That just proves my point about how it has been decades since ST has had mainstream success. Yes, TNG had awesome ratings. It's been downhill since then. Each successive series has done worst than the last. Same with movies. The Kelvin movies were able to break that for a bit but yet the downward trend is still there.
It's
really fucking hard to make a mainstream success show. There is just SO MUCH that has to work perfectly, plus so, so many things needed nobody has an influence on, it comes down to amazing talent + pure luck.
Star Trek has hit that point already
twice in it's history. That's fuckin' unbelievable and amazing. And in my opinion Trek hís one of the unique properties that has the ability to hit that a third (or fourth) time again. Because the core concept of exploration and adventures between the stars is pretty much timeless, and will forever have an immense appeal to it.
It's just
damn hard to get there. Because Trek is intrinsically hard to write for - it's a future that has
LESS conflict than today, which makes it really hard to generate narrative conflict for a story, let alone for an entire season. But as soon as you start a major conflict (say, a war with the klingons), you kinda' move away from the core concept that made Trek so interesting to begin with.
It's like writing for Superman. It's damn hard. I'm super confident there will be a Superman movie in the future that hits all the notes perfecty - and is going to be a huuuge success overshadowing all other superhero movies. And it's almost a certainy such a perfect Superman movie will be made one day. But it's pretty impossible to guess
when that will be - and we will have lots and lots of bad to mediocre Superman movies in the meantime. The same holds IMO true for Star Trek.. It's just too perfect a concept not be made perfectly one day, but it's nearly impossible to hit it right away, and there will be many misses - as in okay-but-not-perfect-trials - on the way.
Yet, you get something new and wonderful like GoT and it takes off. I love that show. Although, I haven't looked up the ratings.
You should check the numbers out. They're
bonkers.
The problem with DSC is that it's perceived as "just another Star Trek series" in a collection of Star Trek series.
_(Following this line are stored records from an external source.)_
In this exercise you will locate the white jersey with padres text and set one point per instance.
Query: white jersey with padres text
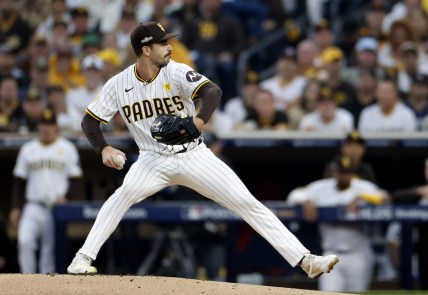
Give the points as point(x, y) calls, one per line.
point(47, 169)
point(171, 90)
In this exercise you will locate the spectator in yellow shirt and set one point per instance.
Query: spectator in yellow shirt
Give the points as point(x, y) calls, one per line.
point(64, 69)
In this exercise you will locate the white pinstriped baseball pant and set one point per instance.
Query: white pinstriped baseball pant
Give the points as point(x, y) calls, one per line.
point(202, 171)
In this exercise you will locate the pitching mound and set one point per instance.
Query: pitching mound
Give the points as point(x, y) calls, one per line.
point(37, 284)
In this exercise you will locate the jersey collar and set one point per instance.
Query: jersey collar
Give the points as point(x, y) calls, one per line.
point(141, 79)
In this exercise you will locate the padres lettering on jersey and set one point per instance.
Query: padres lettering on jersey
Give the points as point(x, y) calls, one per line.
point(47, 168)
point(171, 90)
point(152, 108)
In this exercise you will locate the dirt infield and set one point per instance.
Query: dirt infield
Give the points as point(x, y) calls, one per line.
point(55, 284)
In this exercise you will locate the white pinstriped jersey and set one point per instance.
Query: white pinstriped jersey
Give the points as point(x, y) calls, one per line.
point(171, 90)
point(47, 169)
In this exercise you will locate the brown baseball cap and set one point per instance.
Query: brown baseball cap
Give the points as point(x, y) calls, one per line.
point(48, 117)
point(148, 33)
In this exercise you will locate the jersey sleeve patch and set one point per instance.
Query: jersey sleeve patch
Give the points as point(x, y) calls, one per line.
point(192, 76)
point(96, 117)
point(197, 88)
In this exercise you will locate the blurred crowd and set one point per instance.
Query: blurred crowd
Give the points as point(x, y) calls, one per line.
point(336, 66)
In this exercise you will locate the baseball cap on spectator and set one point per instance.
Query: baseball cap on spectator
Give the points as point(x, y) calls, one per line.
point(54, 88)
point(39, 40)
point(59, 21)
point(251, 77)
point(325, 94)
point(322, 25)
point(110, 55)
point(331, 54)
point(343, 164)
point(48, 117)
point(290, 53)
point(420, 79)
point(409, 46)
point(354, 137)
point(128, 11)
point(79, 11)
point(33, 95)
point(91, 40)
point(148, 33)
point(366, 44)
point(92, 62)
point(41, 65)
point(64, 53)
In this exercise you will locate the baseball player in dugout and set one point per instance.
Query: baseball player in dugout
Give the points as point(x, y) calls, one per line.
point(42, 177)
point(152, 95)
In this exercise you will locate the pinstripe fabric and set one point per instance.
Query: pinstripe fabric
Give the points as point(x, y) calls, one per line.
point(126, 90)
point(172, 90)
point(200, 170)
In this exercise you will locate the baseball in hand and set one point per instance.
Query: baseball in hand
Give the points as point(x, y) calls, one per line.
point(120, 160)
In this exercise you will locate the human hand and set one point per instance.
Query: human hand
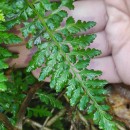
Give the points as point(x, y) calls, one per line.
point(112, 29)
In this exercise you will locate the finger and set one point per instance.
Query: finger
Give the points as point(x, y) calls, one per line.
point(107, 66)
point(122, 62)
point(25, 55)
point(91, 11)
point(101, 43)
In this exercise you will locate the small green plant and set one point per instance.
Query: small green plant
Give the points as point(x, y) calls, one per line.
point(64, 53)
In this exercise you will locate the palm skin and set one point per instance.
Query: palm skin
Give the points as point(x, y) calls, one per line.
point(112, 29)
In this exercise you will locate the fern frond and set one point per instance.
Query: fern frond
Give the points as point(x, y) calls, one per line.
point(65, 58)
point(49, 99)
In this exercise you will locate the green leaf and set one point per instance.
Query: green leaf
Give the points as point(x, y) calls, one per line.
point(75, 96)
point(2, 28)
point(3, 65)
point(96, 83)
point(72, 86)
point(2, 16)
point(83, 102)
point(46, 71)
point(49, 99)
point(9, 38)
point(82, 64)
point(37, 60)
point(90, 74)
point(82, 41)
point(67, 3)
point(3, 87)
point(65, 48)
point(62, 80)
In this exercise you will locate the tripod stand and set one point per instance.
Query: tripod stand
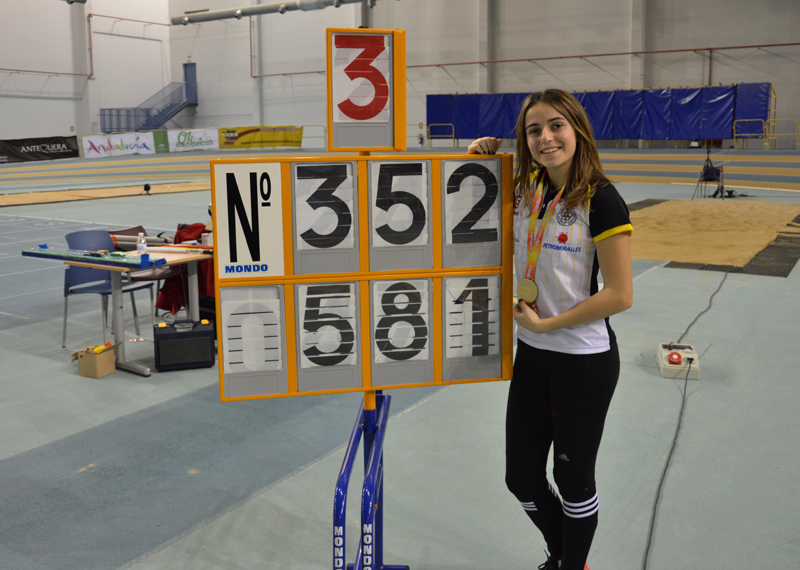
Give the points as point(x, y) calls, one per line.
point(710, 173)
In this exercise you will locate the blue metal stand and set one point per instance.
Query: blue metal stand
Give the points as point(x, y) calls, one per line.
point(371, 422)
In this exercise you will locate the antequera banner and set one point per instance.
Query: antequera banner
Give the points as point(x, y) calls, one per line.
point(194, 139)
point(120, 144)
point(257, 137)
point(40, 148)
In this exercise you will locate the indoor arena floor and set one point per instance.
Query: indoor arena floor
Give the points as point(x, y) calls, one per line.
point(157, 474)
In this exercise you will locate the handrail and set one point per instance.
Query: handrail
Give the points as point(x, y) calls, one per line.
point(530, 59)
point(167, 93)
point(773, 136)
point(747, 136)
point(452, 134)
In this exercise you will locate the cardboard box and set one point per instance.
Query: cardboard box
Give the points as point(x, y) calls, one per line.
point(96, 365)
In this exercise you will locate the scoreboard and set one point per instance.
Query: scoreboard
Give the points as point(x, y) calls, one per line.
point(340, 274)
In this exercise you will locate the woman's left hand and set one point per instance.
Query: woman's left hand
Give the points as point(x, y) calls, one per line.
point(527, 316)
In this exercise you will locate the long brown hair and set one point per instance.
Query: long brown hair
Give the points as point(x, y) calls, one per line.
point(585, 169)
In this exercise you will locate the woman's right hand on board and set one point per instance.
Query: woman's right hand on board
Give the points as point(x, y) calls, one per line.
point(484, 145)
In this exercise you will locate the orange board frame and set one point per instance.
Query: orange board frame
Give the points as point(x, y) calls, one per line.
point(363, 275)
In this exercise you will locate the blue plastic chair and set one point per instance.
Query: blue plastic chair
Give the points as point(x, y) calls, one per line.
point(81, 280)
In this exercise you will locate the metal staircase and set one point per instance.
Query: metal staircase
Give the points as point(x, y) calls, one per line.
point(154, 113)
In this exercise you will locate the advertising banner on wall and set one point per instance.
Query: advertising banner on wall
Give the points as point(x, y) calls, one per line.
point(258, 137)
point(39, 148)
point(119, 144)
point(161, 142)
point(184, 140)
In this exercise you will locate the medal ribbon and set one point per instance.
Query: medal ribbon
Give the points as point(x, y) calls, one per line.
point(535, 238)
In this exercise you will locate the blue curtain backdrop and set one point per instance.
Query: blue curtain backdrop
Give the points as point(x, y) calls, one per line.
point(599, 107)
point(752, 107)
point(628, 114)
point(686, 113)
point(657, 114)
point(491, 115)
point(512, 105)
point(653, 114)
point(717, 112)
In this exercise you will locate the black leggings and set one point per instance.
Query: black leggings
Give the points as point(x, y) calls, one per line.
point(560, 400)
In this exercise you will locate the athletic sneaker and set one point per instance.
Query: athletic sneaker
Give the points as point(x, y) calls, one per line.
point(552, 564)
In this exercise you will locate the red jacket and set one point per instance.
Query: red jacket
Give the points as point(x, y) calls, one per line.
point(170, 298)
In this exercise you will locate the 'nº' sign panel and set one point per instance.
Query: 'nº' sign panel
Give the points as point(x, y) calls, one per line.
point(361, 272)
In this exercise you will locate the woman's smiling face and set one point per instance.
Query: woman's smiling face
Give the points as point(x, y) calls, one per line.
point(551, 140)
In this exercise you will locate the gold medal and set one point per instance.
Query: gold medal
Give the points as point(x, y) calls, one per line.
point(527, 290)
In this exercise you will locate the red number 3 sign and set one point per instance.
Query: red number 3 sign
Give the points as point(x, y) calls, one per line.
point(371, 64)
point(366, 89)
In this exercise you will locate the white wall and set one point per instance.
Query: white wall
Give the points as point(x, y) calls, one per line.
point(129, 62)
point(133, 60)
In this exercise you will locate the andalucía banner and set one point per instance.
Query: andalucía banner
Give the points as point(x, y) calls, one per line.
point(118, 144)
point(192, 139)
point(251, 137)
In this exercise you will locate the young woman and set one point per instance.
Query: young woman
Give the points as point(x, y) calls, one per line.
point(569, 222)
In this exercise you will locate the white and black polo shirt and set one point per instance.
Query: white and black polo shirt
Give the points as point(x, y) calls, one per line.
point(566, 271)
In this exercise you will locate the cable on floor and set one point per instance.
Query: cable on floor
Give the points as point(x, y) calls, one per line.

That's pretty much the gist of it. It's pretty good to have those "other Treks" to keep the franchise warm. They keep the interest in the brand and the money flowing. But one day they'll need another big headliner again. I don't know if the Picard show could be that - but who knows? If the chips fall perfectly, it could be the one that attracts all the people only vaguely familiar with Trek (or Picard meme faces) back. If they make it "just another Trek series", then - well - we'll have another Trek series. Not bad either.